A Chapter On Misers
by
We all love, worship and adore that everlasting deity– money. The poor feel its want, the rich know its power. Virtue falls before its corrupting and seductive influence. Honor is tainted by it. Pride, pomp and power, are but the creatures of money, and which corrupt hearts and enslaved souls wield to the great annoyance–yea, curse of mankind in general.
It is well, that, though we are all fond of money, not over one in a thousand, prove miserable misers, and go on to amass dollar upon dollar, until the shining heaps of garnered gold and silver become a god, and a faith, that the rich wretch worships with the tenacious devotion of the most frenzied fanatic. In the accumulation of a competency, against the odds and chances of advanced life, a man may be pardoned for a degree of economical prudence; but for parsimonious meanness, there is certainly no excuse. I have heard my father speak of an old miserly fellow, who owned a great many blocks of buildings in Philadelphia, as well as many excellent farms around there, and who, though rich as a Jew (worth $200,000), was so despicably and scandalously mean, as to go through the markets and beg bones of the butchers, to make himself and family soup for their dinners! He resorted to a score of similar humiliating “dodges,” whereby to prolong his miserable existence, and add dime and dollar to his already bursting coffers.
At length, Death knocked at his door. The debt was one the poor wretch would fain have gotten a little more time on, but the Court of Death brooks no delay–there is no cunning devise of learned counsel, no writs of error, by which even a miserable miser, or voluptuous millionaire, can gain a moment’s delay when death issues his summons.
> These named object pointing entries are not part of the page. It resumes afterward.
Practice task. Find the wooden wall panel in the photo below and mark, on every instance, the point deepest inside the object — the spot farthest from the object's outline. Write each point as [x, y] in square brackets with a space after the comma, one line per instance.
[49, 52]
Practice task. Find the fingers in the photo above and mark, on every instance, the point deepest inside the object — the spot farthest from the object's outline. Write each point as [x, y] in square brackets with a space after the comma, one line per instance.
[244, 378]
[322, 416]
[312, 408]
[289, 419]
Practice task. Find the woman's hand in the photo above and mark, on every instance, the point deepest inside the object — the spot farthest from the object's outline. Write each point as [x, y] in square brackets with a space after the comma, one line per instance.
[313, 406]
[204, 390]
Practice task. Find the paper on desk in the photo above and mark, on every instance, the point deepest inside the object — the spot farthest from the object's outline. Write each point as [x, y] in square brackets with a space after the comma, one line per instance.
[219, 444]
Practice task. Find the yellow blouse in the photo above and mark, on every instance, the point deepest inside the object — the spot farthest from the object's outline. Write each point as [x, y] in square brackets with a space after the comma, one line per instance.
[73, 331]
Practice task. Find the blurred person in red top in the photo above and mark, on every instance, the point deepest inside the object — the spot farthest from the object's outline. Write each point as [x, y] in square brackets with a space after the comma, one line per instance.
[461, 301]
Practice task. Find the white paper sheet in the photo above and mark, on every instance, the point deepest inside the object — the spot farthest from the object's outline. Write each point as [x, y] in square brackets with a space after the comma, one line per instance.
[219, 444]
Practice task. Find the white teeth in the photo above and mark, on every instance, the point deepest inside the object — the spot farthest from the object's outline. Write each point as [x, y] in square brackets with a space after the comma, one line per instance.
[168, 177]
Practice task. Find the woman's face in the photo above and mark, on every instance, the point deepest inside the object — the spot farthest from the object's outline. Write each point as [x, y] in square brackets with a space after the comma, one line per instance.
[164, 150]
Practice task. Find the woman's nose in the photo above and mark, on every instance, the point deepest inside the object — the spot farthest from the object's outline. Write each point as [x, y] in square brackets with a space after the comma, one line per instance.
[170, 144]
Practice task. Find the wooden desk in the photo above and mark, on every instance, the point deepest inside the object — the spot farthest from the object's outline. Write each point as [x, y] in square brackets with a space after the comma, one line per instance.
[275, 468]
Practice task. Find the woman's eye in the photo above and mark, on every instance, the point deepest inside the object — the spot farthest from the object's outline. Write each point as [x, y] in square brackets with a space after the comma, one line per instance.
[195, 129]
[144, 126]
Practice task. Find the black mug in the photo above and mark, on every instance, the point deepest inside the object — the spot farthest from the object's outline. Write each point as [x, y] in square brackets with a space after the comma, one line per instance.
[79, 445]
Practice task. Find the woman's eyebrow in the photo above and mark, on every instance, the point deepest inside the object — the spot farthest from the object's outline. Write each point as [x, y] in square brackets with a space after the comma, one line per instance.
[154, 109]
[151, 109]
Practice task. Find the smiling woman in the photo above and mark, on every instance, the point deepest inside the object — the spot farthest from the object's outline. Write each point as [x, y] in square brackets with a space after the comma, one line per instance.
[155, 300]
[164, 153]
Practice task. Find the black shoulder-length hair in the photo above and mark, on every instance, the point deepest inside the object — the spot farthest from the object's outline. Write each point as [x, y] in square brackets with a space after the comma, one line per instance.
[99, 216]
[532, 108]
The miser was called for, and he knew his time had come. He sent for the undertaker, he bargained for his burial–
“They say I’m rich! it’s a lie, sir–I’m poor, miserably poor. I want but three carriages. My children may want a dozen–I say but three; put that down. A very plain coffin; pine, stained will do, and no ornaments, hark ye. A cheap grave. I would be buried on one of my farms, but then the coach-drivers would charge so much to carry me out! Now, what will you ask for the job?”
“About thirty dollars, sir,” said the almost horrified undertaker.
“Thirty dollars! why, do you want to rob me? Say fifteen dollars–give me a receipt– and I’ll pay you the cash down! “
Poor wretch! by the time he had uttered this, his soul had flown to its resting-place in another world.
In the upper part of Boston, on what is called “the Neck,” there lived, some years ago, a wealthy old man, who resorted to sundry curious methods to live without cost to himself. His house–one of the handsomest mansions in the “South End,” in its day–stood near the road over which the gardeners, in times past, used to go to market, with their loads of vegetables, two days of each week. Old Gripes would be up before day, and on the lookout for these wagons.
“Halloo! what have you got there?” says the miser to the countryman.
“Well, daddy, a little of all sorts; potatoes, cabbages, turnips, parsnips, and so on. Won’t you look at ’em?”
At this, the old miser would begin to fumble over the vegetables, pocket a potato, an onion, turnip, or–
“Ah, yes, they are good enough, but we poor creatures can’t afford to pay such prices as you ask; no, no–we must wait until they come down.” The old miser would sneak into the house with his stolen vegetables, and the farmer would drive on. Then back would come the miser, and lay in ambush for another load, and thus, in course of a few hours, he would raise enough vegetables to give his household a dinner. Another “dodge” of this artful old dodger, was to take all the coppers he got (and, of course, a poor creature like him handled a great many), and then go abroad among the stores and trade off six for a fourpence, and when he had four fourpences, get a quarter of a dollar for them, and thus in getting a dollar, he made four per cent., by several hours’ disgusting meanness and labor.